# New A/B/C/D buttons on the Premiere remote in HME



## wmcbrine

I'm not talking about the QWERTY keys -- I haven't found out how or whether they're supported in HME yet (they don't seem to be in TiVo's own HME apps) -- but rather the multi-colored buttons in a row above the number pad on the Premiere's remote. The codes for these are forwarded to HME apps, but only from the Premiere (even though the Premiere's remote will work to control older TiVos, and vice versa).
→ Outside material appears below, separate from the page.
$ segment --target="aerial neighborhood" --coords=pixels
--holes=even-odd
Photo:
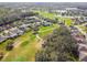
[[[87,62],[87,9],[68,3],[7,4],[0,8],[1,62]]]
Interestingly, the codes have already been given names, in the version of the HME protocol document that accompanied version 1.4.1 of the Java HME SDK, from 2007. But AFAIK, the Premiere is the first time they've actually been implemented (unless maybe the Comcast TiVo software has them?). They don't seem to be defined in the SDK code itself, either, although I had them in HME for Python, since it's based on the doc. 

KEY_OPT_A = 56
KEY_OPT_B = 57
KEY_OPT_C = 58
KEY_OPT_D = 59


----------



## Allanon

The Comcast remote does have A,B,C,D buttons plus it also has an On Demand button.


----------



## SNJpage1

I was hopeing that those buttons were learnable but the tivo live tech chat guy said they aren't. I wanted to program them for the different inputs on my receiver that I use as a switcher. That's the only thing missing from the Tivo remote that I use.


----------